The money is no longer the problem, and as with many things, the influx of millions of dollars, which reached a peak with the $11million pumped into the game following World Cup qualification in 2005, has proved a blessing, and a curse.

"In '79 we had the players and the administrators but we didn't have the money. I think when money came into it a lot of the players' attitudes changed, then, to be quiet honest, we ended up with money and hardly any quality players, let's put it that way.

"They (the players) are not all bad, and I think to be quiet honest, and quiet frank, they seized an opportunity and thought 'fine, we can get some money out of this', and moved with it, but then the cricket went backwards."

Becoming an Associate nation, joining the ICC, and money, all three brought new issues for Bermuda to deal with, not least the need to have a game run by a professional, accountable body. And while the Board has managed to change, Pearman believes the real problem lies with the clubs that haven't.

"Once we became a financial entity from the ICC's standpoint we had to clean up our act," said Pearman. "The administration had to change, we had to change the constitution, and move forward with it that way.

"But, club life declined, a lot of the guys that were in club life, the adminstrators, had the dedication (to the game) that went with it, but the situation has changed. We have to be more accountable, it demands more time, and the club (officials) are all volunteers, which is why the gap between administrators and the actual club themselves has widened."

So Pearman has a year to fix problems that have been 30 years in the making, and ever the pragmatist, he realises there is only so much that can be achieved before it's time for a new man to take charge.

"I would like to see more co-operation between the governing body and the clubs, on all aspects of it, administration, the playing, the discipline, everthying that goes along with it," said Pearman.

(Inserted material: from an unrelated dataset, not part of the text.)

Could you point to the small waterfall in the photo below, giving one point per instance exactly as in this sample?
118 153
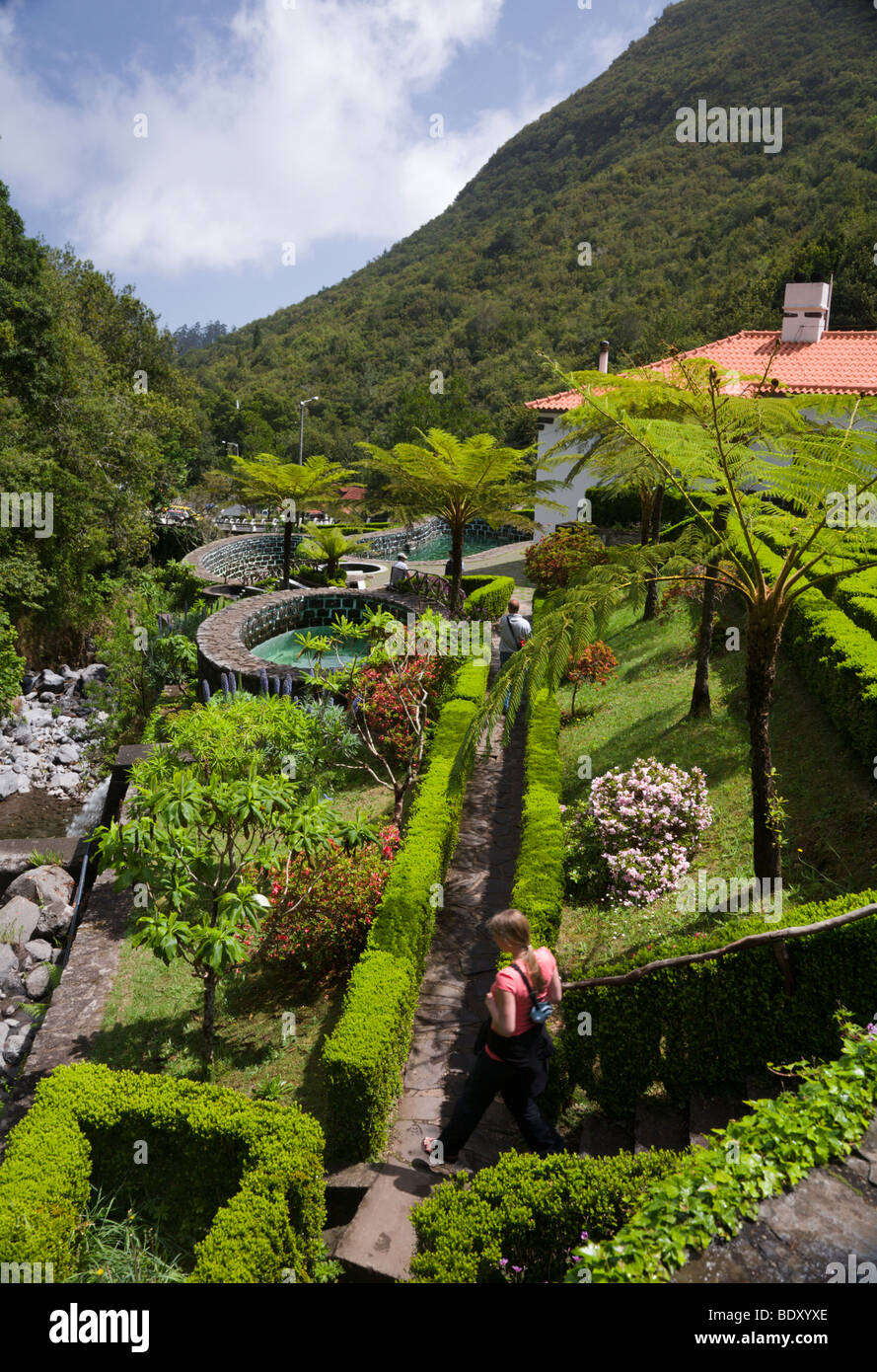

"We have to discipline the clubs if we need to, they should be disciplining their members if necessary, and everyone needs to be working together.

"It starts with the players, they set the tone. If they are picked for the national squad they have to go to training sessions, do the courses in the gym, and if they don't participate we don't want them.

"But the clubs have to get involved too, and while winning is everything, yes, we need to get away from this win at all costs attitude. If a club needs to discipline their top player, and chooses not to, it doesn't help the sport. There has to be accountability, there has to be responsibility."